The doors closed, shutting out the light.
In the darkness, something huge began to move.
A rumble shook the temple, so deep that it took Payut a moment to realize that within the sound were words.
I seek an innocent spirit.
Beside him, the boy spoke. “I am here.” His voice cracked.
Come, and be taken.
Payut knew he should step forward, but his legs would not move. The boy moved instead, drawing closer to the golden glimmer at the centre of the room.
Do you offer yourself freely?
Payut felt his whole body shaking. He wanted to cry, but could not. He knew he was a coward. The boy glanced over his shoulder at Payut. “I do.”
The Golden Statue lifted one hand from its knee.
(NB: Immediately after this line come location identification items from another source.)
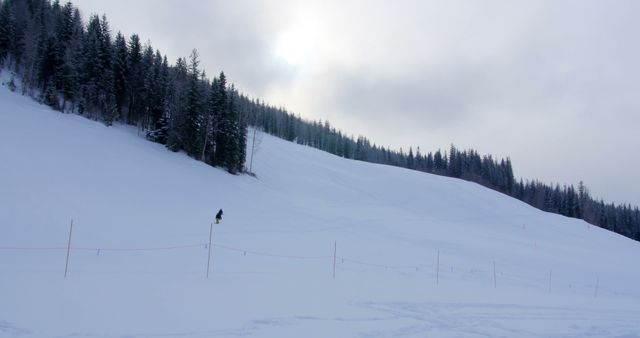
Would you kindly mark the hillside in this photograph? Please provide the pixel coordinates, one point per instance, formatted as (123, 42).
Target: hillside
(415, 253)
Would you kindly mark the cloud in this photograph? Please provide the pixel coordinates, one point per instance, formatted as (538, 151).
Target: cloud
(553, 84)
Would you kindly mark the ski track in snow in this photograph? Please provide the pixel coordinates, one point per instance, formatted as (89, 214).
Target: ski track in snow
(271, 267)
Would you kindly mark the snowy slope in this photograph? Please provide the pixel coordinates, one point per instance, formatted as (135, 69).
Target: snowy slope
(415, 253)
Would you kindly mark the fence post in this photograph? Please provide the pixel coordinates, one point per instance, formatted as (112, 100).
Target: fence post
(335, 250)
(438, 269)
(66, 266)
(209, 256)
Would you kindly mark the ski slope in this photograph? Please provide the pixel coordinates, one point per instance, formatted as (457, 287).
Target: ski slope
(415, 255)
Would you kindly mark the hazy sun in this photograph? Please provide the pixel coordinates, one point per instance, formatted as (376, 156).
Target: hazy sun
(295, 45)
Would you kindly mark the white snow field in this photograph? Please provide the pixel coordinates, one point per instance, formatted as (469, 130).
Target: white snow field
(415, 253)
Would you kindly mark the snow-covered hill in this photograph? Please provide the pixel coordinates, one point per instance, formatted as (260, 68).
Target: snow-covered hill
(414, 253)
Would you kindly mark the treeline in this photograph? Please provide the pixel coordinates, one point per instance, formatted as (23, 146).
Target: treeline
(490, 172)
(79, 68)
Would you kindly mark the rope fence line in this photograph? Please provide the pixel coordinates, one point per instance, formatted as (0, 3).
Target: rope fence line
(503, 274)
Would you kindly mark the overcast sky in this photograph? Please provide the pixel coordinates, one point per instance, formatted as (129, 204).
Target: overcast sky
(555, 85)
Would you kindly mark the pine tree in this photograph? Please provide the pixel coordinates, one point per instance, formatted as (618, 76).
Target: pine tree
(193, 107)
(7, 29)
(120, 72)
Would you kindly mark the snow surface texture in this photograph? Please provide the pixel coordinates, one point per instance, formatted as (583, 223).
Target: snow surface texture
(415, 253)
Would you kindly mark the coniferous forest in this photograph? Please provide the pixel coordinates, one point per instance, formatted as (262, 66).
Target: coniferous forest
(84, 68)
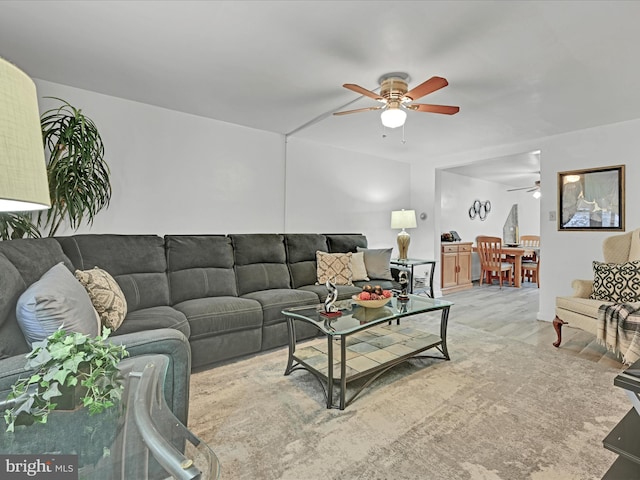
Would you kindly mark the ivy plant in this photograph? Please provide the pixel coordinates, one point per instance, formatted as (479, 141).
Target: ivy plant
(66, 361)
(78, 176)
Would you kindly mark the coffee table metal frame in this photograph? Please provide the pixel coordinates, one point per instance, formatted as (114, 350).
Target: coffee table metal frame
(340, 328)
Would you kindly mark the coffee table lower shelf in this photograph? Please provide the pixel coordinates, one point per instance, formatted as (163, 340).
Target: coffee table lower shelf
(368, 353)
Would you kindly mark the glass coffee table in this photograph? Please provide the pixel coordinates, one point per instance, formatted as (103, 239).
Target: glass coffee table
(367, 342)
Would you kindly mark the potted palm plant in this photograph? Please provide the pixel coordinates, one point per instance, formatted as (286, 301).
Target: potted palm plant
(79, 182)
(70, 370)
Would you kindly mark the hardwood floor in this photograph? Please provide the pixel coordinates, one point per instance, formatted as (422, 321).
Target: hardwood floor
(511, 312)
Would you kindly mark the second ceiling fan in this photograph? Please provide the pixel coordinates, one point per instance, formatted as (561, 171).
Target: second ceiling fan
(396, 98)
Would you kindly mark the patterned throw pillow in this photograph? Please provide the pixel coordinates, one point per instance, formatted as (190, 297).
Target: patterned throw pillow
(106, 296)
(358, 267)
(335, 267)
(616, 282)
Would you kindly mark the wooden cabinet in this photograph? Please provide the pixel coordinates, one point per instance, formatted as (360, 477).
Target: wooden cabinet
(455, 267)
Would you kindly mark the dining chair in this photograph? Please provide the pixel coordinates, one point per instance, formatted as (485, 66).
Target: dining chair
(490, 252)
(530, 263)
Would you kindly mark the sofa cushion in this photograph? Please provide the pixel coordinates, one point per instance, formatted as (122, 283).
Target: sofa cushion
(12, 285)
(217, 315)
(301, 256)
(106, 296)
(377, 261)
(275, 300)
(348, 242)
(153, 318)
(200, 266)
(614, 282)
(56, 300)
(358, 267)
(136, 262)
(260, 262)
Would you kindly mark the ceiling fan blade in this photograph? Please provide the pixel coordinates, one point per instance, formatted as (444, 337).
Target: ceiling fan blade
(423, 107)
(358, 110)
(431, 85)
(362, 91)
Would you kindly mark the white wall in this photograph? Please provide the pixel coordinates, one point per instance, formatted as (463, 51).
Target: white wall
(568, 255)
(179, 173)
(334, 190)
(173, 172)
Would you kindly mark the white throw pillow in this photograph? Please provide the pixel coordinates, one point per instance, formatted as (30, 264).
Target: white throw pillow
(54, 300)
(358, 268)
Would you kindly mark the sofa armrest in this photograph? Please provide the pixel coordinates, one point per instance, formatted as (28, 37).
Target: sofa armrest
(582, 288)
(175, 346)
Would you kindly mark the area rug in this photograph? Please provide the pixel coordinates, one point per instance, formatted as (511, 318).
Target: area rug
(500, 409)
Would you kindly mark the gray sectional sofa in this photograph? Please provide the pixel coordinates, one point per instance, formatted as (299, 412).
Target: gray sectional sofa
(200, 299)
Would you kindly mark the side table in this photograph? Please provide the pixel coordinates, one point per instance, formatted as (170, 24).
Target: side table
(410, 263)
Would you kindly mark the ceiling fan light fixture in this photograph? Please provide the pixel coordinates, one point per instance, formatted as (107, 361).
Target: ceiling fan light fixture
(393, 117)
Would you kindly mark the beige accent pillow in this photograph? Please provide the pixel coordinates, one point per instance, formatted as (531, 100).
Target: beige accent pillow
(335, 267)
(358, 269)
(106, 296)
(634, 251)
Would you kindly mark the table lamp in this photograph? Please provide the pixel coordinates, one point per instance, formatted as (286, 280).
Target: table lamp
(403, 219)
(23, 172)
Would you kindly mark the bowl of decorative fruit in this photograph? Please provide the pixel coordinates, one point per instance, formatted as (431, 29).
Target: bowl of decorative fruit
(372, 297)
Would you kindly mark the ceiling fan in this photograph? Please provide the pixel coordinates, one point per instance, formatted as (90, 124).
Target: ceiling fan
(395, 98)
(530, 188)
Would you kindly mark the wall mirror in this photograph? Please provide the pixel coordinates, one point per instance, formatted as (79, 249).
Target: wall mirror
(591, 199)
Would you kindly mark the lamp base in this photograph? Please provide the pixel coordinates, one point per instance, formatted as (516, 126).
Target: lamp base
(403, 244)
Dark waters swirling. Terror. Scrabbling at the door, the windows, finding them locked. Snatching up a small statue and breaking the window and half-falling out as a huge hand swept the darkness behind. Fleeing across the courtyard. The monks’ gate closed. Running to the main gate and out, heading for the city wall and the jungle beyond. Knowing he had shirked his duty and done a terrible wrong. Knowing he could never return to his home.
“It wasn’t my fault!”
His words rang in the temple. The dark waters grew calm. The Golden Statue seemed to pause, its hand poised above the boy.
“He should have protected me. He failed his duty, not I. The shame was his. The wrong was his. I was the innocent!”
You are not the innocent now.
And that meant it was his turn, his choice. He felt himself falling into water, and let himself fall.
“No,” said Payut. “I’m not.”
He stepped up beside the boy. He knew the words to say. “I offer myself in place of this innocent spirit, that he may be free to live his life. I offer myself as is right and true, that the cycle may turn as it should and the elements be balanced again. I offer myself to You, to do with as You will, Enlightened One.”
Golden light surrounded him, and a feeling of radiance, and of being one with the entirety of the world. Narrow jungle waterways, tiny charms, temple gongs, gold robes, fleeing people, nagas and storks, the boy standing with bowed head just behind him, even an old monk who had made a choice out of terror many years ago.
He looked into the face of the Enlightened One and felt no fear.
Welcome home, child.
Water spread, blue and clear, every ripple smoothing into one.